Les implantations juives bénéficient d’un financement accru, en Israël mais aussi à l’étranger.

DE NOTRE CORRESPONDANTE VÉRONIQUE CHOCRON La petite colonie juive de Karnei Shomron, cernée d’une clôture barbelée, est posée dans un paysage aride de roches et d’oliviers, en Cisjordanie. Ici, de jolies maisons à l’américaine, entourées de vertes pelouses, longent des allées bordées d’arbres. Sondra Baras, petite femme replète et dynamique, originaire de Cleveland, aux Etats-Unis, y a installé le siège de son ONG, Christian Friends of Israeli Communities (Amis chrétiens des communautés d’Israël).

Ce matin, coiffée de la traditionnelle casquette prisée par les femmes juives religieuses et nationalistes, elle trie les chèques éparpillés sur son bureau. « Le gouvernement israélien ne peut pas couvrir tous nos besoins, explique-t-elle.
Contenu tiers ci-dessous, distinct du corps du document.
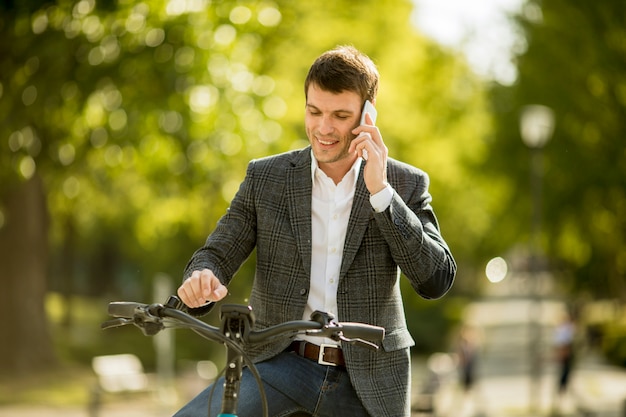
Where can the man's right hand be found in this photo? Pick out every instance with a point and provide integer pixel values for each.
(200, 288)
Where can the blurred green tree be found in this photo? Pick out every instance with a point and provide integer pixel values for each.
(574, 62)
(131, 124)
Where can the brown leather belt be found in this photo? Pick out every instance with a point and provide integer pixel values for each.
(324, 354)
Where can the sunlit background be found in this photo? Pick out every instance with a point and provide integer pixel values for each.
(126, 128)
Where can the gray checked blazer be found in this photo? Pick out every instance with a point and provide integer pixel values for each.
(272, 212)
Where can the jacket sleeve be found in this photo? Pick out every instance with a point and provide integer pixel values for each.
(412, 232)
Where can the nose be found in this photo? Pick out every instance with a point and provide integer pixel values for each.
(326, 126)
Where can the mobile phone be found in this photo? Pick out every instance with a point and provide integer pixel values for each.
(368, 107)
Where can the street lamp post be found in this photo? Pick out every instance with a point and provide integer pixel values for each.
(536, 128)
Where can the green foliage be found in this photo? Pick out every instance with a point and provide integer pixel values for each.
(141, 118)
(575, 64)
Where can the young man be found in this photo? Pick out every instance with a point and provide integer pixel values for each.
(333, 225)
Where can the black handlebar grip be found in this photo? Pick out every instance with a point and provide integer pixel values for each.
(363, 331)
(124, 309)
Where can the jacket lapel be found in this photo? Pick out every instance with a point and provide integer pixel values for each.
(298, 191)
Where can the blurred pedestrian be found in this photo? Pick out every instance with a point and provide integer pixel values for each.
(564, 343)
(467, 352)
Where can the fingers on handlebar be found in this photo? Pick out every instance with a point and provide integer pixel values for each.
(363, 331)
(201, 287)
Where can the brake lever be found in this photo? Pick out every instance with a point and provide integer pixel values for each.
(119, 322)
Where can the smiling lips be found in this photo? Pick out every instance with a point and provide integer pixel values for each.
(326, 142)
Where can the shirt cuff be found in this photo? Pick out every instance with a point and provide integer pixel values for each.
(382, 199)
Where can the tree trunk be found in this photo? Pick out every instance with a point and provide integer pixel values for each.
(26, 344)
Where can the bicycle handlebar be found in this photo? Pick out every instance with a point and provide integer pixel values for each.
(149, 317)
(237, 322)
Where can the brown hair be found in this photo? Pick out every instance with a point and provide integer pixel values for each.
(344, 68)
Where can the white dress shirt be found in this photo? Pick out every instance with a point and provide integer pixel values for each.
(331, 205)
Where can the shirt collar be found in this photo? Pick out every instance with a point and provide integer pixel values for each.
(356, 167)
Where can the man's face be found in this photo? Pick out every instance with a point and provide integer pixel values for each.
(329, 121)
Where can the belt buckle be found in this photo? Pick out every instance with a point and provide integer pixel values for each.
(320, 358)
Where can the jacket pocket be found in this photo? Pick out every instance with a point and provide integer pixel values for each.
(397, 339)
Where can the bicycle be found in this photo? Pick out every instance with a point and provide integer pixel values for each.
(237, 331)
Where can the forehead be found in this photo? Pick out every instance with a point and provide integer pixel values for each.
(328, 100)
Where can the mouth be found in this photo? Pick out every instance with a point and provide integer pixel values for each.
(326, 142)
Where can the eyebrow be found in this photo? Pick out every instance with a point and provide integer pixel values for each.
(314, 107)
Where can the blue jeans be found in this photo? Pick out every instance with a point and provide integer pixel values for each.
(292, 384)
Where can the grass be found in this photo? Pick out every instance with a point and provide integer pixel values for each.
(70, 382)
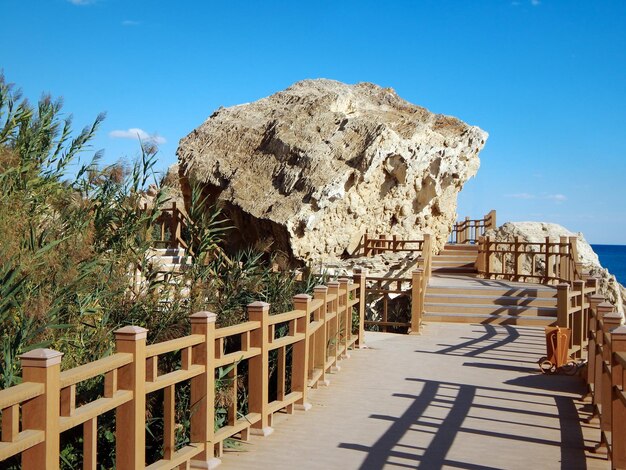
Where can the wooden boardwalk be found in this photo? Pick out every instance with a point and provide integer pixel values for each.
(462, 396)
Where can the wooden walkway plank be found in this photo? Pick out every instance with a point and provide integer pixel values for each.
(458, 396)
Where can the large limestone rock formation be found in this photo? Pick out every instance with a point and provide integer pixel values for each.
(613, 291)
(309, 169)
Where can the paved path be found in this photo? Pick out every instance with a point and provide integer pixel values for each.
(458, 396)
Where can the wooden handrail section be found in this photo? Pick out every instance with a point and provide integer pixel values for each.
(470, 230)
(549, 262)
(320, 333)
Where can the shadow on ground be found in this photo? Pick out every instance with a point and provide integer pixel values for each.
(440, 412)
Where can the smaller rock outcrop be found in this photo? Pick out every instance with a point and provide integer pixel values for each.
(612, 290)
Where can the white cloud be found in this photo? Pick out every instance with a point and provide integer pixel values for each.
(136, 133)
(556, 197)
(521, 196)
(546, 197)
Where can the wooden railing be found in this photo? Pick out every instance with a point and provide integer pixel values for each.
(605, 376)
(469, 230)
(573, 312)
(320, 331)
(548, 262)
(414, 286)
(379, 244)
(170, 225)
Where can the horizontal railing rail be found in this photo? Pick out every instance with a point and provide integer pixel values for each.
(413, 287)
(605, 378)
(469, 230)
(549, 262)
(309, 342)
(378, 244)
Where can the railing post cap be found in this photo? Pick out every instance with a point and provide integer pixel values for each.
(302, 297)
(605, 306)
(203, 317)
(259, 305)
(619, 331)
(41, 358)
(131, 332)
(596, 298)
(612, 317)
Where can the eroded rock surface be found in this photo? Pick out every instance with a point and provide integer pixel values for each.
(307, 170)
(613, 291)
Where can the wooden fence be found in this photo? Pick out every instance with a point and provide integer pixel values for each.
(320, 331)
(573, 312)
(469, 230)
(170, 225)
(549, 262)
(413, 287)
(606, 368)
(379, 244)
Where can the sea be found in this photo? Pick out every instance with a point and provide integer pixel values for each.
(613, 258)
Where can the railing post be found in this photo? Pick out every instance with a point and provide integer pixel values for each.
(130, 418)
(517, 258)
(573, 242)
(203, 391)
(466, 227)
(562, 305)
(258, 369)
(300, 362)
(346, 315)
(333, 326)
(321, 338)
(603, 309)
(428, 254)
(610, 321)
(578, 322)
(549, 267)
(42, 413)
(365, 245)
(488, 258)
(492, 220)
(563, 271)
(360, 276)
(594, 301)
(618, 431)
(417, 304)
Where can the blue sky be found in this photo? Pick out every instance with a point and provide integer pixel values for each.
(546, 79)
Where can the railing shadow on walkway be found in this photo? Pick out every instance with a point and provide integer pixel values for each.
(442, 414)
(493, 339)
(460, 407)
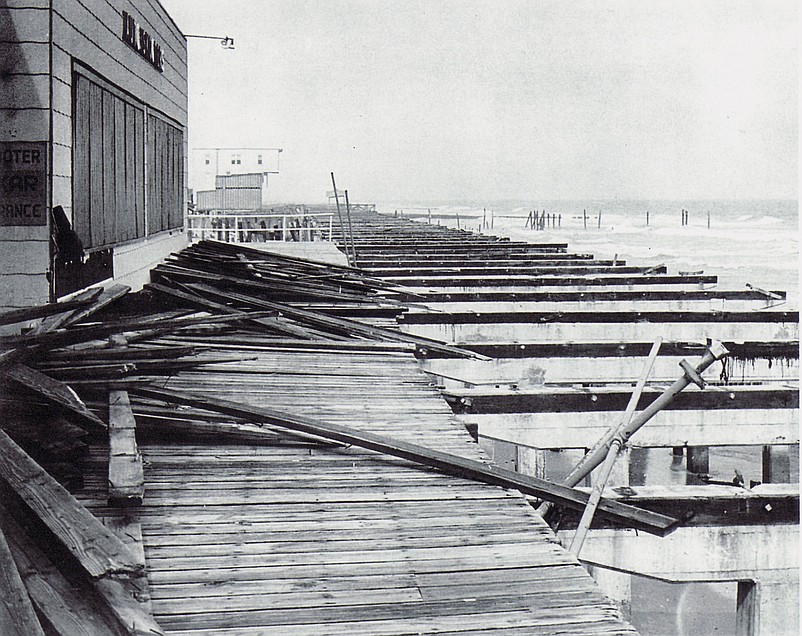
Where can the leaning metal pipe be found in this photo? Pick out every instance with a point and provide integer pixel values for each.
(595, 496)
(618, 427)
(715, 351)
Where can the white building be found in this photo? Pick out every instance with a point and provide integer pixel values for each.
(93, 112)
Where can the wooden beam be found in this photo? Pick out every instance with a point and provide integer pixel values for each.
(53, 391)
(447, 463)
(17, 616)
(126, 475)
(274, 324)
(41, 311)
(134, 620)
(67, 608)
(100, 298)
(330, 322)
(98, 550)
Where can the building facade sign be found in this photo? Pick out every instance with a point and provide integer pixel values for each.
(141, 41)
(23, 183)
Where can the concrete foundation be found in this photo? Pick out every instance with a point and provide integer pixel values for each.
(763, 559)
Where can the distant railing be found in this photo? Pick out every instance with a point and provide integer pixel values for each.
(247, 226)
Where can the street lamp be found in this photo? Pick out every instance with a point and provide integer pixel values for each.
(226, 42)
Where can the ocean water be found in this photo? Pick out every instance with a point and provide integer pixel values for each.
(755, 242)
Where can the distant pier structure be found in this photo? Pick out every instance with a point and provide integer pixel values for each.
(568, 334)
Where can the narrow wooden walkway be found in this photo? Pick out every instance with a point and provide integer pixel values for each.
(305, 539)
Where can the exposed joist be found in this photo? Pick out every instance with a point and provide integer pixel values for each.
(17, 616)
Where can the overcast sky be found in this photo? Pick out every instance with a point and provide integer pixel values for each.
(503, 99)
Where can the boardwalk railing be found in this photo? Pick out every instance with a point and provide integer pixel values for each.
(248, 226)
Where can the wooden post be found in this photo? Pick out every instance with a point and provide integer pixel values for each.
(697, 463)
(531, 461)
(350, 227)
(340, 217)
(776, 465)
(126, 475)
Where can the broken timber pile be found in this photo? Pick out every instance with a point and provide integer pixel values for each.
(257, 492)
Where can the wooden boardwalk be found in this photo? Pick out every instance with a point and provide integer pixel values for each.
(303, 539)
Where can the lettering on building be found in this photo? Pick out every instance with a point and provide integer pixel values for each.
(141, 41)
(23, 183)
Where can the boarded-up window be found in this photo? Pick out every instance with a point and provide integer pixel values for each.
(122, 151)
(165, 175)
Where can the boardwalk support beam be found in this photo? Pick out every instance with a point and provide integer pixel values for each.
(628, 516)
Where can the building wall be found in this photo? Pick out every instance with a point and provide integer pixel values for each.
(42, 45)
(24, 117)
(207, 163)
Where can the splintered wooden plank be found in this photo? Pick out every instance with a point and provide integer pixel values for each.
(105, 298)
(59, 319)
(129, 529)
(17, 616)
(53, 391)
(126, 475)
(274, 324)
(41, 311)
(97, 549)
(132, 617)
(629, 516)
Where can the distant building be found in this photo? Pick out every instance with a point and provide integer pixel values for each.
(206, 164)
(93, 113)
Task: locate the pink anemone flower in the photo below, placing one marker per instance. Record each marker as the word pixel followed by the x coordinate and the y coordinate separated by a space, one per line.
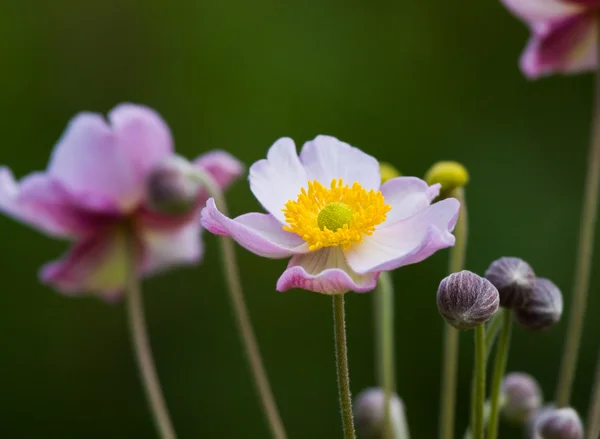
pixel 328 210
pixel 93 192
pixel 564 35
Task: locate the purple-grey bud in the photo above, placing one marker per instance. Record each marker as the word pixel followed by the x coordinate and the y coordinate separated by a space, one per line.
pixel 544 308
pixel 514 279
pixel 169 187
pixel 522 397
pixel 560 424
pixel 369 413
pixel 466 300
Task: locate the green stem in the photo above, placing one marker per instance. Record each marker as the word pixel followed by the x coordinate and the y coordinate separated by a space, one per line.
pixel 583 260
pixel 384 326
pixel 143 351
pixel 451 340
pixel 499 369
pixel 242 317
pixel 479 381
pixel 341 357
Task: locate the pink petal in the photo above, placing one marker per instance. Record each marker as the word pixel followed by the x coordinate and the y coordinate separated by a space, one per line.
pixel 326 158
pixel 324 271
pixel 222 166
pixel 407 241
pixel 407 196
pixel 279 178
pixel 565 46
pixel 44 204
pixel 164 249
pixel 98 264
pixel 111 161
pixel 259 233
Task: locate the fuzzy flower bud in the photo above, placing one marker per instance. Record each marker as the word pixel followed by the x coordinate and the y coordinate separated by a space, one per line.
pixel 169 188
pixel 450 175
pixel 369 413
pixel 544 308
pixel 522 397
pixel 514 279
pixel 559 424
pixel 388 171
pixel 466 300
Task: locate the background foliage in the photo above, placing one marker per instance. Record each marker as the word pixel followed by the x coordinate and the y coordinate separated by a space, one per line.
pixel 409 82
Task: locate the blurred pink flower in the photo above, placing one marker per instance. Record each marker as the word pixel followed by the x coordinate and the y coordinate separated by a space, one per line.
pixel 330 213
pixel 564 35
pixel 94 193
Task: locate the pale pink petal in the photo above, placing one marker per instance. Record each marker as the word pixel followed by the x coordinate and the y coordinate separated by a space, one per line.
pixel 259 233
pixel 164 249
pixel 324 271
pixel 407 241
pixel 44 204
pixel 407 196
pixel 111 161
pixel 326 158
pixel 565 46
pixel 278 178
pixel 222 166
pixel 98 264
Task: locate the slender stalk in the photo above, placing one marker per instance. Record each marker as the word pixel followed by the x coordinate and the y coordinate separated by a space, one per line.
pixel 451 341
pixel 499 369
pixel 593 419
pixel 341 357
pixel 384 328
pixel 583 259
pixel 479 382
pixel 143 352
pixel 242 317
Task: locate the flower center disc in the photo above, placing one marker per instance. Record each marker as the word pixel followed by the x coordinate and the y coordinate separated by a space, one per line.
pixel 336 216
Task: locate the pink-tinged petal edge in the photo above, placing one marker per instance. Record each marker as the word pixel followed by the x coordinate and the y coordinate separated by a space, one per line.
pixel 259 233
pixel 407 241
pixel 325 271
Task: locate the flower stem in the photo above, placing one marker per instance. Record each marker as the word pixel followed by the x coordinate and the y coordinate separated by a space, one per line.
pixel 143 352
pixel 499 369
pixel 479 400
pixel 341 357
pixel 384 328
pixel 451 341
pixel 242 317
pixel 583 259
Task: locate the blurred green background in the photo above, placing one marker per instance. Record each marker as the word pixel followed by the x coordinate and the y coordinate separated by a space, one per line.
pixel 409 82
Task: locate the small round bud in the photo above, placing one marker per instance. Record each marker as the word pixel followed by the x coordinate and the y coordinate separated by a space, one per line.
pixel 522 397
pixel 544 308
pixel 450 175
pixel 388 171
pixel 466 300
pixel 514 279
pixel 560 424
pixel 169 188
pixel 369 413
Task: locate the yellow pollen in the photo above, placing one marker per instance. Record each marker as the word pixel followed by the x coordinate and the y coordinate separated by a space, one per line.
pixel 336 216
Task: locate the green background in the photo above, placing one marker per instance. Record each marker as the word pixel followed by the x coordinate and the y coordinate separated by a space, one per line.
pixel 408 82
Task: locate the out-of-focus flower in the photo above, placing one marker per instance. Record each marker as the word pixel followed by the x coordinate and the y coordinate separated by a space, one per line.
pixel 563 35
pixel 94 192
pixel 328 210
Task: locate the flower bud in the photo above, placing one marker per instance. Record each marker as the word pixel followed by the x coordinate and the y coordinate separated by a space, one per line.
pixel 169 188
pixel 388 171
pixel 369 413
pixel 450 175
pixel 543 309
pixel 466 300
pixel 522 397
pixel 514 279
pixel 560 424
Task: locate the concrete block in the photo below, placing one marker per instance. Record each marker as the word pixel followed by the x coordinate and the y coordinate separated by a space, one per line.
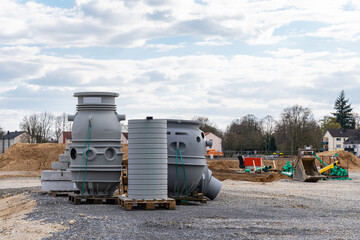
pixel 57 186
pixel 64 158
pixel 55 175
pixel 59 165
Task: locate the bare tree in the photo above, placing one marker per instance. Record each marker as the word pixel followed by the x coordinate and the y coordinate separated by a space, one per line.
pixel 268 128
pixel 297 128
pixel 208 126
pixel 38 127
pixel 61 124
pixel 244 134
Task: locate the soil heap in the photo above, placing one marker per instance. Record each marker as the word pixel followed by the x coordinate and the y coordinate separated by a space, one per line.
pixel 346 159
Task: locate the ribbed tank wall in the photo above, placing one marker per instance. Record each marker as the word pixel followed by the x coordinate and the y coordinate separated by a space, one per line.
pixel 147 159
pixel 95 151
pixel 186 156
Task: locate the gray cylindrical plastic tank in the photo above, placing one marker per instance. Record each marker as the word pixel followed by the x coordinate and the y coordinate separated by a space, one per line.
pixel 95 151
pixel 147 159
pixel 186 156
pixel 209 185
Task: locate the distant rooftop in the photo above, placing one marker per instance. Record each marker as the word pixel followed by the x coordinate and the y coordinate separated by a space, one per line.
pixel 11 135
pixel 342 132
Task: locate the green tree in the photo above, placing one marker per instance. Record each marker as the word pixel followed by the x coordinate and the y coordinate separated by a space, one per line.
pixel 343 112
pixel 328 122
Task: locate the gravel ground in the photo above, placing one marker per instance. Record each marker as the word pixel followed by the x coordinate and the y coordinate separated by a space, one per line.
pixel 243 210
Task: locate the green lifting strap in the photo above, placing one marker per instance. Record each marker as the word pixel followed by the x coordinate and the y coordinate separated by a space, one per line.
pixel 87 158
pixel 82 156
pixel 177 174
pixel 187 194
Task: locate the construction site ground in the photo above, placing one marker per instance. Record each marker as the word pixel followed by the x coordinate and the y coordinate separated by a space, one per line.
pixel 281 209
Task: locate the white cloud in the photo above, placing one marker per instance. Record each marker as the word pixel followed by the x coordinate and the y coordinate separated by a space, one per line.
pixel 118 23
pixel 211 85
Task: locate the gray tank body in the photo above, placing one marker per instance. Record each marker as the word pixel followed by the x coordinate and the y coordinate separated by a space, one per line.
pixel 209 185
pixel 147 159
pixel 98 121
pixel 184 137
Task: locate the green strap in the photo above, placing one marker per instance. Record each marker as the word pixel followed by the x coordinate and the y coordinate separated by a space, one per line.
pixel 177 174
pixel 317 157
pixel 87 158
pixel 82 156
pixel 187 194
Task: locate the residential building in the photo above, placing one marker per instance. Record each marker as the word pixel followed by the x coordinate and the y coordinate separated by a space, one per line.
pixel 352 144
pixel 65 137
pixel 124 138
pixel 10 138
pixel 333 139
pixel 217 141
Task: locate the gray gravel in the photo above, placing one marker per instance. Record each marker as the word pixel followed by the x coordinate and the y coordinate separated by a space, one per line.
pixel 243 210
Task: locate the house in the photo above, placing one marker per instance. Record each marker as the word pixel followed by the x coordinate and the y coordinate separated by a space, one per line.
pixel 124 138
pixel 352 144
pixel 65 137
pixel 217 142
pixel 333 139
pixel 10 138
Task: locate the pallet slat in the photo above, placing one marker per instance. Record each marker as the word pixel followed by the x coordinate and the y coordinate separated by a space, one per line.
pixel 193 197
pixel 128 204
pixel 78 199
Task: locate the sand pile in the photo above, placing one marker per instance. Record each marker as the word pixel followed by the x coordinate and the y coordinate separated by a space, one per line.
pixel 227 169
pixel 30 157
pixel 346 159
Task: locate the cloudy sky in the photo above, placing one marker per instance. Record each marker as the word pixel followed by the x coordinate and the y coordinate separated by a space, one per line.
pixel 169 58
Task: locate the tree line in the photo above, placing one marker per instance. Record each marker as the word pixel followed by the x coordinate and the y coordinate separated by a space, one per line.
pixel 295 129
pixel 44 127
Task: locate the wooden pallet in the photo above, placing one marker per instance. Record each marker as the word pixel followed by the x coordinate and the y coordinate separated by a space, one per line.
pixel 127 204
pixel 60 193
pixel 193 197
pixel 78 199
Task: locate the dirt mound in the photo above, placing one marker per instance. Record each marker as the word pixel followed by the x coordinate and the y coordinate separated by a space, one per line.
pixel 30 157
pixel 227 169
pixel 346 159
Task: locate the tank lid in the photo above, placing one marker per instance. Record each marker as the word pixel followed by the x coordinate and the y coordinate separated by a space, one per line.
pixel 183 121
pixel 95 94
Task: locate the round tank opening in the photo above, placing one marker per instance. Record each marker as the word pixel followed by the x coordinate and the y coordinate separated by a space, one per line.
pixel 90 154
pixel 73 153
pixel 110 154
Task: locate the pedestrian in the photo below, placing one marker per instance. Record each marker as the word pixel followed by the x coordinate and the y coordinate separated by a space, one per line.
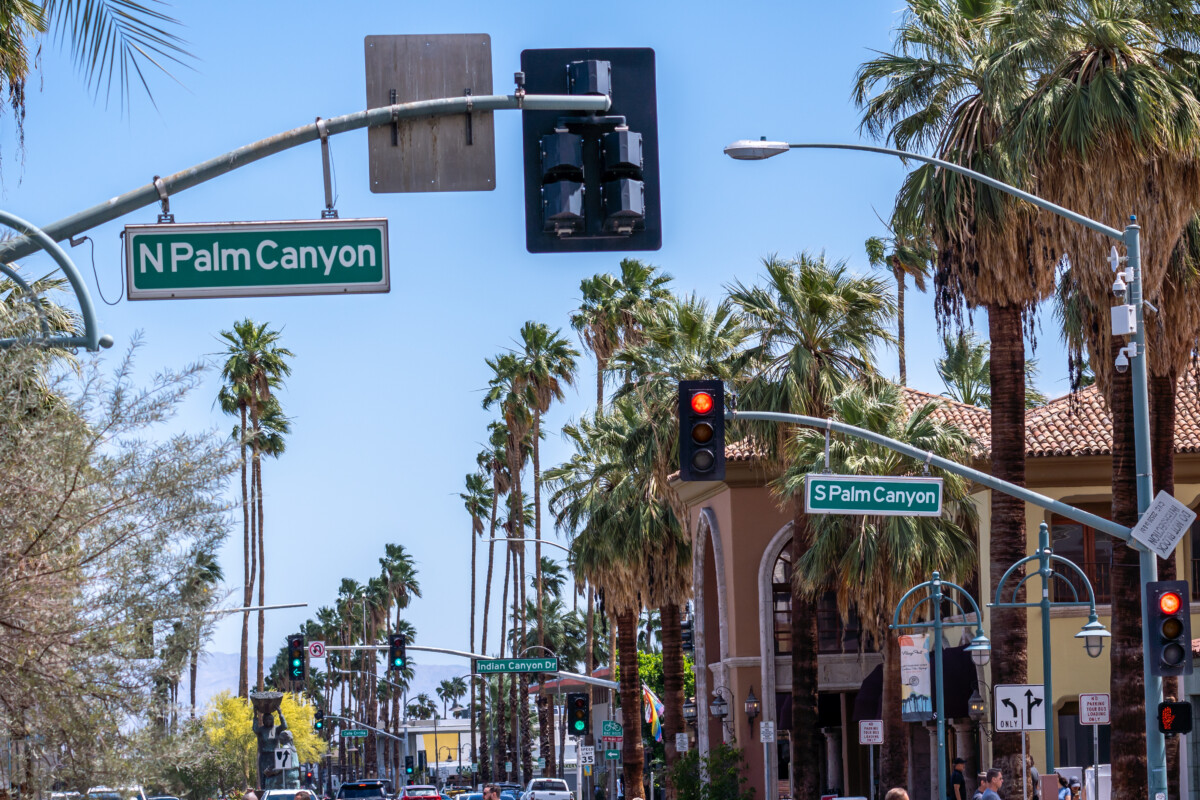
pixel 995 780
pixel 958 780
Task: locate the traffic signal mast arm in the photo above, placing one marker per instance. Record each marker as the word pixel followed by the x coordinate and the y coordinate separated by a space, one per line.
pixel 984 479
pixel 192 176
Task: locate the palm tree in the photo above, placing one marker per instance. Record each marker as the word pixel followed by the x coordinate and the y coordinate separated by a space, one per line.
pixel 255 365
pixel 870 561
pixel 816 329
pixel 607 319
pixel 1131 65
pixel 906 253
pixel 477 500
pixel 951 86
pixel 197 596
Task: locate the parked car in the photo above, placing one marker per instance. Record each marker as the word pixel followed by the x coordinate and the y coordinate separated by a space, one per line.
pixel 365 789
pixel 418 791
pixel 547 788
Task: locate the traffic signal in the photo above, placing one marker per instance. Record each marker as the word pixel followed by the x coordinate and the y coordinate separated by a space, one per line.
pixel 701 431
pixel 579 714
pixel 1170 632
pixel 298 666
pixel 1174 717
pixel 592 180
pixel 396 657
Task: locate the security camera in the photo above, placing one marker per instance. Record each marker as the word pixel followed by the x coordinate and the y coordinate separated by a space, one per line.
pixel 1123 355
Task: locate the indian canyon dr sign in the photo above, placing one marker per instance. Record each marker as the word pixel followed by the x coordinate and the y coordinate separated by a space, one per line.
pixel 873 495
pixel 257 259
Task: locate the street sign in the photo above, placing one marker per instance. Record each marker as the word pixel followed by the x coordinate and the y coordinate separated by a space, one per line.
pixel 870 732
pixel 491 666
pixel 611 729
pixel 873 494
pixel 256 259
pixel 1019 707
pixel 1163 525
pixel 1093 709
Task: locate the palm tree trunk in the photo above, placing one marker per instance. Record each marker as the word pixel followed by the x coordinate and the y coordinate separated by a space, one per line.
pixel 247 570
pixel 1008 626
pixel 805 747
pixel 191 678
pixel 262 561
pixel 1128 744
pixel 894 753
pixel 633 756
pixel 672 687
pixel 900 340
pixel 1162 443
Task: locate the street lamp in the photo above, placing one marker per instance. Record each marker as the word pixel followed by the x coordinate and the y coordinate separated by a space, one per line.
pixel 1134 356
pixel 1092 633
pixel 979 647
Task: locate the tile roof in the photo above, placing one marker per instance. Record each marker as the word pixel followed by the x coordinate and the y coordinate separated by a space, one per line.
pixel 1077 425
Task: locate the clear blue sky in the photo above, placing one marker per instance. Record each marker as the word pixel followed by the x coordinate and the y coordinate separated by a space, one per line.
pixel 385 392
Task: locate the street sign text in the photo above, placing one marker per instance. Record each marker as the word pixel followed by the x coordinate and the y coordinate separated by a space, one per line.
pixel 873 494
pixel 256 259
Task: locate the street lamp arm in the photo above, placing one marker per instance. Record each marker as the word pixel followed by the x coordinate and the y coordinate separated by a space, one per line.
pixel 984 479
pixel 1099 227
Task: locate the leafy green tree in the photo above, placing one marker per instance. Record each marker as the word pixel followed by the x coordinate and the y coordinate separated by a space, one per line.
pixel 815 328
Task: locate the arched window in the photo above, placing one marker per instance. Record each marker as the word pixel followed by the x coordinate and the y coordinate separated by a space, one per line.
pixel 833 636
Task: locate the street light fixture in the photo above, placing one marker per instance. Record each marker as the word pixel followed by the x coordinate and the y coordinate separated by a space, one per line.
pixel 1093 635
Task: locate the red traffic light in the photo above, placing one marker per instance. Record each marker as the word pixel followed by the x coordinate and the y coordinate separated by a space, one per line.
pixel 1170 602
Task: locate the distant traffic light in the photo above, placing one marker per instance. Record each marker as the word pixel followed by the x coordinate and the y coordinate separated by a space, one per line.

Alors nous proposons à des chrétiens évangéliques de financer des projets sociaux ou humanitaires en Judée-Samarie [terme utilisé par les colons pour désigner la Cisjordanie] : école, aire de jeux, bâtiment pour l’accueil d’enfants handicapés… » Ces bienfaiteurs seraient toujours plus nombreux, aux Etats-Unis, mais aussi au Royaume-Uni, en Allemagne et aux Pays-Bas. Et plus organisés. « Depuis une dizaine d’années, beaucoup de voyagistes spécialisés dans les pè-lerinages nous connaissent, précise Sondra Baras. Ils proposent aux touristes de passer un ou deux jours en Judée-Samarie, afin de visiter les sites bibliques et de rencontrer les communautés juives qui y vivent. Après, si les visiteurs sont convaincus, ils peuvent faire des dons. » Energique avocate de la colonisation, elle revendique « plusieurs milliers de donateurs », qui débourseraient chaque année « entre 1 et 2 millions de dollars ». Une goutte d’eau, au regard du coût de l’implantation et de l’entretien des colonies de Cisjordanie. « La principale source de financement des colonies, et de très loin, c’est l’Etat israélien, rappelle le sociologue Shlomo Swirski, de l’institut d’analyse des politiques publiques Adva. Tandis que l’armée assure la protection des colons, Israël finance les infrastructures des implantations et les plans de construction. Et les budgets des municipalités y bénéficient de transferts plus généreux. » Selon Adva, entre 2001 et 2010, le gouvernement israélien aurait couvert en moyenne 60 % des budgets d’investissement dans les colonies, pour 29 % de ces budgets dans les villes situées ailleurs.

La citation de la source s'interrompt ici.